To date, Pink has had a dozen Top 10 hits in the U.S., and only Rihanna and Beyoncé have had more since 2000. In 2009, Billboard crowned Pink the top pop artist of the millennium’s first decade, and after selling 40 million albums and 70 million singles globally she is indisputably one of the best-selling musical artists of all time.
So whether she’s comfortable acknowledging it or not, Pink has some extraordinary music industry muscle, though when she’s skipping through the Malibu Farmers Market without shoes (as she did while pregnant) or riding bikes with Hart on Venice Beach (as she often does on weekends), she seems like a modern American everywoman — minus those shoes.

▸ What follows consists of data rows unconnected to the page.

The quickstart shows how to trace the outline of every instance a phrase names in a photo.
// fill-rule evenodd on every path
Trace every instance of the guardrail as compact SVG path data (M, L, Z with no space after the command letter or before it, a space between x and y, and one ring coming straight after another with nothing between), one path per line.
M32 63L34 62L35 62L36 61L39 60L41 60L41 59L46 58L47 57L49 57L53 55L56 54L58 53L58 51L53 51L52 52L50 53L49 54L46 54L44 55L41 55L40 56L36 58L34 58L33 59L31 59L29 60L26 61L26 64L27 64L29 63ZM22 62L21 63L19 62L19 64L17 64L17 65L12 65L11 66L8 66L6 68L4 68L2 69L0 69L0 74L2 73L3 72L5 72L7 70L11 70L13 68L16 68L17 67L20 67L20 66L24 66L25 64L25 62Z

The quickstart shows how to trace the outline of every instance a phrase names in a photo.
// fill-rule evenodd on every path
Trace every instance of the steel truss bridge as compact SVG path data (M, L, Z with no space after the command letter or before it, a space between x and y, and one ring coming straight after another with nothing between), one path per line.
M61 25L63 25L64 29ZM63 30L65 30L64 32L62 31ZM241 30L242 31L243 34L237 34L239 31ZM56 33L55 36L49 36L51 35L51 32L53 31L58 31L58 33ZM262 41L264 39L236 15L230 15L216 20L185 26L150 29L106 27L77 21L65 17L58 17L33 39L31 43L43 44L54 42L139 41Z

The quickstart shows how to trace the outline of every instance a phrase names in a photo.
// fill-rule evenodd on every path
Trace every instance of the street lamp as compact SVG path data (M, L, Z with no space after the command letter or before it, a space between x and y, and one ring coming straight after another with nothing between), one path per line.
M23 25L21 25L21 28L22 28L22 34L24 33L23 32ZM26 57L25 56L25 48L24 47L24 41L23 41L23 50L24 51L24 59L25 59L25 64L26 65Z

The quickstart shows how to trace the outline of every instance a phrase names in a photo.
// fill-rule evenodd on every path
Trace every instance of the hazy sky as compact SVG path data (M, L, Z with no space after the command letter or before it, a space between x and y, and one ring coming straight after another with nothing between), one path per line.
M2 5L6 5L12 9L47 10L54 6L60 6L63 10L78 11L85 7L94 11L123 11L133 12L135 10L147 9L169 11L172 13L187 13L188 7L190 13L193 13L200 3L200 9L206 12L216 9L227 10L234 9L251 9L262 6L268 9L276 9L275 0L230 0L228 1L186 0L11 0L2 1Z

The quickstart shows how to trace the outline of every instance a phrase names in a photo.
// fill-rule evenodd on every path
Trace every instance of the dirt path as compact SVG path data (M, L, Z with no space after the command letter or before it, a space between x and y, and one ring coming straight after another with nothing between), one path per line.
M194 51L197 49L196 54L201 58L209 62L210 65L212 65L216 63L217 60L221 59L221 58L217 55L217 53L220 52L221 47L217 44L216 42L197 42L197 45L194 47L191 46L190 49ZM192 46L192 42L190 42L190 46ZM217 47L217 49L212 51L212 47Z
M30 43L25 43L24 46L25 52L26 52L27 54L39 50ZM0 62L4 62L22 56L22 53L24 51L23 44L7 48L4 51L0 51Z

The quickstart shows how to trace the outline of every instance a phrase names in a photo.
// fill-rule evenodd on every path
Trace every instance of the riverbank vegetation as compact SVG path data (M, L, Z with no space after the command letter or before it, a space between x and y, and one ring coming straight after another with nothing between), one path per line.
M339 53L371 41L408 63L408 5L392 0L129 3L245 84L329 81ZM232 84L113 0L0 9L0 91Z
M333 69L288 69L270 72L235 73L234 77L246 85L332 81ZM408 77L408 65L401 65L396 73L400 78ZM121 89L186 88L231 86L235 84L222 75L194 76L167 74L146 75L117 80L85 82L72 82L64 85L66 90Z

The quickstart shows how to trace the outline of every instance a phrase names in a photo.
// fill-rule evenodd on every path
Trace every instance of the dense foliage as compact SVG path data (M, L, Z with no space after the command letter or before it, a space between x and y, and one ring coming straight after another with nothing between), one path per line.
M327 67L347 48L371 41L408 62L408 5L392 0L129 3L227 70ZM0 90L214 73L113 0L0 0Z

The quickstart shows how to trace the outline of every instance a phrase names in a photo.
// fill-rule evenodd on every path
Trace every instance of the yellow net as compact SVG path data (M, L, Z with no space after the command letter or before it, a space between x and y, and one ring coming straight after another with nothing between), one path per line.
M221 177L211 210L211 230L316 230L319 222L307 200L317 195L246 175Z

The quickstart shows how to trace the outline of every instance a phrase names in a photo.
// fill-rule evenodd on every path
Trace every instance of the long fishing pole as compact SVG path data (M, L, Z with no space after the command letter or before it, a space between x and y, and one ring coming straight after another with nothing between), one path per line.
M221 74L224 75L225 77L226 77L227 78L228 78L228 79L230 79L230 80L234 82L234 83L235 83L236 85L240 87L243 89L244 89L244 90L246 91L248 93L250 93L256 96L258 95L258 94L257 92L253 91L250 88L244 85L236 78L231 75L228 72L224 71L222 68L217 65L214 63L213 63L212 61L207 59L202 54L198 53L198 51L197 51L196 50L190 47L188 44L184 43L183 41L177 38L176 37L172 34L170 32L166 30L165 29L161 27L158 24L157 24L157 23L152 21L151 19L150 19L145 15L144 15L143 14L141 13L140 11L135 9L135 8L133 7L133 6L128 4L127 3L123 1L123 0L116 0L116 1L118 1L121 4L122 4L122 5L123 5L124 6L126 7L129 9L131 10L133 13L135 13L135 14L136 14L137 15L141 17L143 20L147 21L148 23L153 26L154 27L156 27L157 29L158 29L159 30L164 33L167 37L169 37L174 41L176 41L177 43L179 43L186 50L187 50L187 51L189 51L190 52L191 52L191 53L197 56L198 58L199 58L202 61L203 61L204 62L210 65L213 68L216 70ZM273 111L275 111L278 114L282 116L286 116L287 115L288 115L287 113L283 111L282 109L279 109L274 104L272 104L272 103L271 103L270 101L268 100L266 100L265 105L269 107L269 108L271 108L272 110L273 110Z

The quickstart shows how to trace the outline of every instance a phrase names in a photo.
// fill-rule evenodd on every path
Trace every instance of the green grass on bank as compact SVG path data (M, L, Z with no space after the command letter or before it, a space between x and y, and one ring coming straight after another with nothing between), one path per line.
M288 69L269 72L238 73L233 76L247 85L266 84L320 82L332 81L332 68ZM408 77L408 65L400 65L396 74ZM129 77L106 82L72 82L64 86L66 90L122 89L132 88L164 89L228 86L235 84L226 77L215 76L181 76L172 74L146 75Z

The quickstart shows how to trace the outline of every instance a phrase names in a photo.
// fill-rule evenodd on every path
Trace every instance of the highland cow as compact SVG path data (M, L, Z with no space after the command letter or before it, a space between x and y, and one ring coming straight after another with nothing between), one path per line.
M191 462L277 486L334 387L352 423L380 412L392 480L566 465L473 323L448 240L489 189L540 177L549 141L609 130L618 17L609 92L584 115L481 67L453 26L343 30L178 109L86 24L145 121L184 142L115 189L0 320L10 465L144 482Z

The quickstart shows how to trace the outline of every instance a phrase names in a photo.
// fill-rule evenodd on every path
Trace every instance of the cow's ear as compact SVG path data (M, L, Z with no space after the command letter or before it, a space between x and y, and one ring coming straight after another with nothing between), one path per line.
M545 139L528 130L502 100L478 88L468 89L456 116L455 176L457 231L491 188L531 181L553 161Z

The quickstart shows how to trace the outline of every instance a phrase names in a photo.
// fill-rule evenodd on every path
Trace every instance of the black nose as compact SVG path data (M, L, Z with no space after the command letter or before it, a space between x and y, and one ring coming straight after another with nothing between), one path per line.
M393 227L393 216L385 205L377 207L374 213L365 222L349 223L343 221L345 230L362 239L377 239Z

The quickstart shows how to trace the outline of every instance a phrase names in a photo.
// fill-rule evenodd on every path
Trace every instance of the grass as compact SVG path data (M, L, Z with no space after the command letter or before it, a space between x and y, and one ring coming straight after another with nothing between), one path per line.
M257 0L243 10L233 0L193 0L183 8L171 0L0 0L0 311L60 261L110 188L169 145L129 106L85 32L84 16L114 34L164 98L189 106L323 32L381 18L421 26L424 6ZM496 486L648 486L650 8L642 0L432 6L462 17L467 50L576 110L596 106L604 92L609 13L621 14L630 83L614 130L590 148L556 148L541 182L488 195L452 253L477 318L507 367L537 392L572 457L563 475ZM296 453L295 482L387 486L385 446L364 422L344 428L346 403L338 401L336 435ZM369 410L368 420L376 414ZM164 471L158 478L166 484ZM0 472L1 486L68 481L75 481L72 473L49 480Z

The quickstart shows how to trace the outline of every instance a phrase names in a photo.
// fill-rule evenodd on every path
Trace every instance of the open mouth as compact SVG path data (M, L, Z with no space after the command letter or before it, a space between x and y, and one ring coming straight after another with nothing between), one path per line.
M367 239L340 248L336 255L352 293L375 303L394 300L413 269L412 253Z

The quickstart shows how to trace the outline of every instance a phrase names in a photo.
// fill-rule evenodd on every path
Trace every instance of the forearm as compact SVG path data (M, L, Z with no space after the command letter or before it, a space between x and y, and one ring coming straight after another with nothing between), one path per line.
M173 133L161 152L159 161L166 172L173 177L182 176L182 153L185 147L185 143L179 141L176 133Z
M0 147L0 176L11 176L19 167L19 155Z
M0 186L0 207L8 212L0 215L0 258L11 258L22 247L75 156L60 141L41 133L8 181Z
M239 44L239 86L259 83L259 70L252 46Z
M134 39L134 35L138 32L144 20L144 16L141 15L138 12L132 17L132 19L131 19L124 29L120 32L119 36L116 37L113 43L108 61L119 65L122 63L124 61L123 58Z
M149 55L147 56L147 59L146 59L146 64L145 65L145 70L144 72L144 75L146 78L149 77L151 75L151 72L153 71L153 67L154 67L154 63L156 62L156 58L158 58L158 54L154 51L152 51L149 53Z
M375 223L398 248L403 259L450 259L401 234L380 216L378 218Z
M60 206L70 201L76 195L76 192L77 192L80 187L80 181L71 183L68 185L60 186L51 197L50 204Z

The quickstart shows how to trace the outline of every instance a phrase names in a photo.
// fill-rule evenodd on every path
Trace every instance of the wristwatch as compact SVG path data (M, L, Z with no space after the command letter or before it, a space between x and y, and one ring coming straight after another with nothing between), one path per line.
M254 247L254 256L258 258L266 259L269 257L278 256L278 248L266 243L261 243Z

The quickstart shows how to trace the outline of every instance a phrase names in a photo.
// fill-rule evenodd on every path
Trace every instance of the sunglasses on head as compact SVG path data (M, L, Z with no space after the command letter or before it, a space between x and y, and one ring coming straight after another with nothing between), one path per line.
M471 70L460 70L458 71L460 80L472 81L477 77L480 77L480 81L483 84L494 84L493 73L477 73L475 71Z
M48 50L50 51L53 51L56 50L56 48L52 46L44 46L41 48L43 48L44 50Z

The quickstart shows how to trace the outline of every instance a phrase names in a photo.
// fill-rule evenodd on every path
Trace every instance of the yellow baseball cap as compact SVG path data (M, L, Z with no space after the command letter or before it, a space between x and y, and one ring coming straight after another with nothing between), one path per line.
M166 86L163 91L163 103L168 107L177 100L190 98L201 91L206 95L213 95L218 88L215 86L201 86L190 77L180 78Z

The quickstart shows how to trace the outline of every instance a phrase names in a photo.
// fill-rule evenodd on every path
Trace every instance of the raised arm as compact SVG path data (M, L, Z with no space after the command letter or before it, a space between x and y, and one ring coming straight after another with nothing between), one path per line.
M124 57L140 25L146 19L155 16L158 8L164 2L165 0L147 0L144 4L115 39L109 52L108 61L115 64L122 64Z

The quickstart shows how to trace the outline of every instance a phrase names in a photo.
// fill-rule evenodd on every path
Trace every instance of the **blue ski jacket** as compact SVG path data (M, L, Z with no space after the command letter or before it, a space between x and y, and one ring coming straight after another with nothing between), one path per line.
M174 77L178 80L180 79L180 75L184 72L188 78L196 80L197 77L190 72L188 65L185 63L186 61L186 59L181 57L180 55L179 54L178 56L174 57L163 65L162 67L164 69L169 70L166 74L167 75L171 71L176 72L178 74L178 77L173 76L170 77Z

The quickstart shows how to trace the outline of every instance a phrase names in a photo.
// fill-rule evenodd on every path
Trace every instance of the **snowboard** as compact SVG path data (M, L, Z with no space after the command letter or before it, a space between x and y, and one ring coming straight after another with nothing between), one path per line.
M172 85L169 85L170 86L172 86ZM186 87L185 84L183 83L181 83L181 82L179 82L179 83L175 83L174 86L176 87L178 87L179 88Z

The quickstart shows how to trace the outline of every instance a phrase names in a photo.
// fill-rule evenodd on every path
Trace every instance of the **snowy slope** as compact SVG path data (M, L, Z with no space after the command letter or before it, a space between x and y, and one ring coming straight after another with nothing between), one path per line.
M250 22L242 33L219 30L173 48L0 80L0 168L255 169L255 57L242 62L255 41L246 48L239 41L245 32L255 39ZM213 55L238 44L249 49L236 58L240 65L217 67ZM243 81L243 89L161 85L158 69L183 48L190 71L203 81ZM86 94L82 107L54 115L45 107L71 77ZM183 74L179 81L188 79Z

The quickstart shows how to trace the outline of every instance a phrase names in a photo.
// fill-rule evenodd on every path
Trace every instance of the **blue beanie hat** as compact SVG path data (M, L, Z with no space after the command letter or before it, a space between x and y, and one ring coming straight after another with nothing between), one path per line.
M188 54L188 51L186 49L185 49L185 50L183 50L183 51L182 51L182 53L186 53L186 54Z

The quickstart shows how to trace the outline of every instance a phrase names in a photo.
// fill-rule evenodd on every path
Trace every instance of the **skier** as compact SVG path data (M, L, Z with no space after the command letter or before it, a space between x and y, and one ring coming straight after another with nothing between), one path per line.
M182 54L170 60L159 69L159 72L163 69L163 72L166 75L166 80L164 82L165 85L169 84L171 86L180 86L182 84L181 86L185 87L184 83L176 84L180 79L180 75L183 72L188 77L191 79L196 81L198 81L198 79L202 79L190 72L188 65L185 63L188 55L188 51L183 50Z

On this night she’s just an ordinary working mom taking a brief respite from her intense every-two-hours breast-feeding schedule (albeit in her $11.8 million home in Malibu, where her neighbor is Matthew McConaughey). The next day she’ll take a helicopter to MTV’s Video Music Awards in Los Angeles, where she’ll twirl above the crowd in her signature Cirque du Soleil–style acrobatics while performing “Blow Me (One Last Kiss),” a grrrl power song off The Truth About Love. The following morning the entire family flies to Europe as she starts her new world tour, and the following Saturday she’ll celebrate turning 33 in Paris, where she plans to visit the Eiffel Tower and other sites. Then she’s on to London, Germany, and Australia, and the three will be home for Thanksgiving weekend.